Certains constats "pourraient relever du champ pénal, notamment l'opération d'externalisation de l'immobilier du groupe ainsi que la perception de PSU (prestation de service unique, NDLR) par des établissements ayant déclaré avoir cessé leur activité", ajoute l'Igas.
S'agissant de la qualité de l'accueil, le rapport évoque des "manquements fréquents" au respect des règles d'encadrement et de qualification en crèche, carences relevées "dans 49% des rapports de visite réalisés par les services de la protection maternelle et infantile (PMI) en 2023".
La mission, qui précise s'être rendue dans dix-sept crèches au cours de son enquête, estime que "la qualité de l'accueil dans les crèches repose sur un niveau d'engagement élevé des professionnels, qui vise à compenser, sans y parvenir systématiquement et au risque de l'épuisement, les difficultés liées à l'optimisation des ressources humaines".
"Des non-conformités à la règlementation ont été constatées (fausses déclarations, perception de prestations par des moyens frauduleux...), "qui conduisent à saisir le procureur de la République au titre de l'article 40 du code de procédure pénale", indique l'Igas.
Dans un communiqué, le groupe La Maison Bleue "prend acte de la saisine du procureur sur la base de l'article 40", et se dit prêt à "apporter toutes les réponses nécessaires devant les autorités compétentes".
Le groupe "récuse certaines allégations du rapport", et regrette "l'absence de prise en compte" d'une "grande majorité des réponses détaillées adressées dans la phase de contradictoire", poursuit le communiqué.
"Il y a des erreurs administratives, mais je récuse toute intention de fraude", a indiqué à l'AFP Claire Laot, directrice générale du groupe.

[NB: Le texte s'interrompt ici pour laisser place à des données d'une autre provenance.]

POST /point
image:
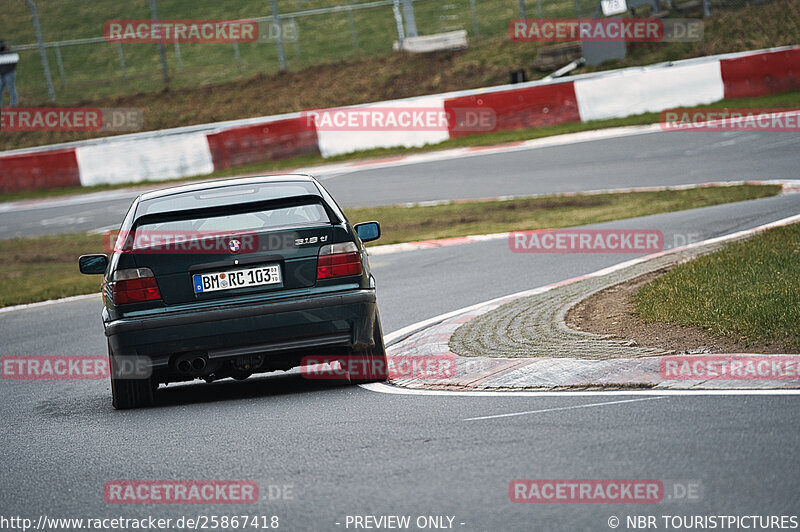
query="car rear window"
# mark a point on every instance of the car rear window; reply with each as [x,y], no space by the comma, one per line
[229,195]
[310,214]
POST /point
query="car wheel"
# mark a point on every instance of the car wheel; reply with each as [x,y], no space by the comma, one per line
[373,359]
[129,393]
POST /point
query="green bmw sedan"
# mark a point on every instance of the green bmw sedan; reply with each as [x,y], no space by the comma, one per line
[234,277]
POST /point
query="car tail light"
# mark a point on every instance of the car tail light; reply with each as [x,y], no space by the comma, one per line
[134,286]
[338,260]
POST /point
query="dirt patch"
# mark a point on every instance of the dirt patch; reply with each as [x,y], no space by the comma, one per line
[610,311]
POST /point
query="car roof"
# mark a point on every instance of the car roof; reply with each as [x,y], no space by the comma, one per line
[221,183]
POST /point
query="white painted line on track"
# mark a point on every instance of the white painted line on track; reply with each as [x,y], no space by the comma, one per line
[397,390]
[575,407]
[49,302]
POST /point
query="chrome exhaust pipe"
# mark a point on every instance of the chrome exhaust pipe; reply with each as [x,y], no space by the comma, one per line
[184,366]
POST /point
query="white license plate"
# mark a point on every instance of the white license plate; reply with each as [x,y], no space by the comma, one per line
[212,282]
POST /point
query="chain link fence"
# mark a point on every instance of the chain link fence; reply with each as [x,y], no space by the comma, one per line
[82,62]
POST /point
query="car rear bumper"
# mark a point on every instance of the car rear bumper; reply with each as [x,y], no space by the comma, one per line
[309,324]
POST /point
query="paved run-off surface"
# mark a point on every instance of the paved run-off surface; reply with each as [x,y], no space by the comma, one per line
[522,340]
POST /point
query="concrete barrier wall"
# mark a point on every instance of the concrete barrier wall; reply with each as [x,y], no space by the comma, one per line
[198,150]
[34,171]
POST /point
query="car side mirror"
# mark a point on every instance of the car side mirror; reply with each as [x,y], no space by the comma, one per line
[368,231]
[93,264]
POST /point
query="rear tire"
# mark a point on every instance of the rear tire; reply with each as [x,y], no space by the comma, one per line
[374,358]
[129,393]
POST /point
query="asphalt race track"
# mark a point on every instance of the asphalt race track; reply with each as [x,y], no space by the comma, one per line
[353,451]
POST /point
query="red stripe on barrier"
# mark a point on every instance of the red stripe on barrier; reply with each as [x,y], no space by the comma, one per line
[761,74]
[37,171]
[539,106]
[271,141]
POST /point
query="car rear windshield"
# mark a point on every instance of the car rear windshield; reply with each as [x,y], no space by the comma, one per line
[311,214]
[228,195]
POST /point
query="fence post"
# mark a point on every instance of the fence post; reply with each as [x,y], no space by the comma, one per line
[296,38]
[61,68]
[474,18]
[178,55]
[411,22]
[399,21]
[122,60]
[51,92]
[160,45]
[277,22]
[352,25]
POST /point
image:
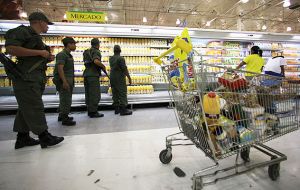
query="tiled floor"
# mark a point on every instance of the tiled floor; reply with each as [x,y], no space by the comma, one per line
[126,158]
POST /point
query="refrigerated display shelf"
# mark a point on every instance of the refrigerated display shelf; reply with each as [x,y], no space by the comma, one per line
[78,100]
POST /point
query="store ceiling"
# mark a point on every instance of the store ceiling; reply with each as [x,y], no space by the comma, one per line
[223,14]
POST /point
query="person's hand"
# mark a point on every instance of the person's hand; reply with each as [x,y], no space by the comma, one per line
[45,54]
[51,58]
[66,86]
[103,67]
[130,81]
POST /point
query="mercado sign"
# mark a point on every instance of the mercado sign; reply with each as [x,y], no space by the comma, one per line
[85,16]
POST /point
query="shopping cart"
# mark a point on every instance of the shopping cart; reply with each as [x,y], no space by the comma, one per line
[252,112]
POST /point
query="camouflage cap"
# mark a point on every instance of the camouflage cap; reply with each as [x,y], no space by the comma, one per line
[39,16]
[117,49]
[68,40]
[95,41]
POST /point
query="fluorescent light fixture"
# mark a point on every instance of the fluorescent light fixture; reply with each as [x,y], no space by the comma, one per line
[296,37]
[23,15]
[109,4]
[242,35]
[286,3]
[145,19]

Le groupe est en train de mettre en place "un plan de transformation de 76 mesures", "pour répondre à l'intégralité des points soulevés par l'IGAS", plan qui est "suivi mensuellement avec le cabinet de la ministre des Solidarités Catherine Vautrin", a-t-elle précisé.
Fondé en 2004 en Ile-de-France, le groupe revendique l'accueil de 20.000 enfants au sein de son réseau de 600 crèches, qui s'appuie sur 6.000 collaborateurs et fait état d'un chiffre d'affaires annuel d'environ 300 millions d'euros.
L'image du secteur des crèches privées - dominé par Babilou, Grandir (les Petits Chaperons rouges), People&Baby et La Maison bleue - a été passablement ébranlée par la mort d'une fillette de 11 mois dans une crèche People&Baby à Lyon en juin 2022.
Quelques mois plus tard, deux livres-enquêtes ("Le prix du berceau" et "Babyzness") avaient enfoncé le clou, en jetant une lumière crue sur le mode de fonctionnement de certaines structures privées à but lucratif.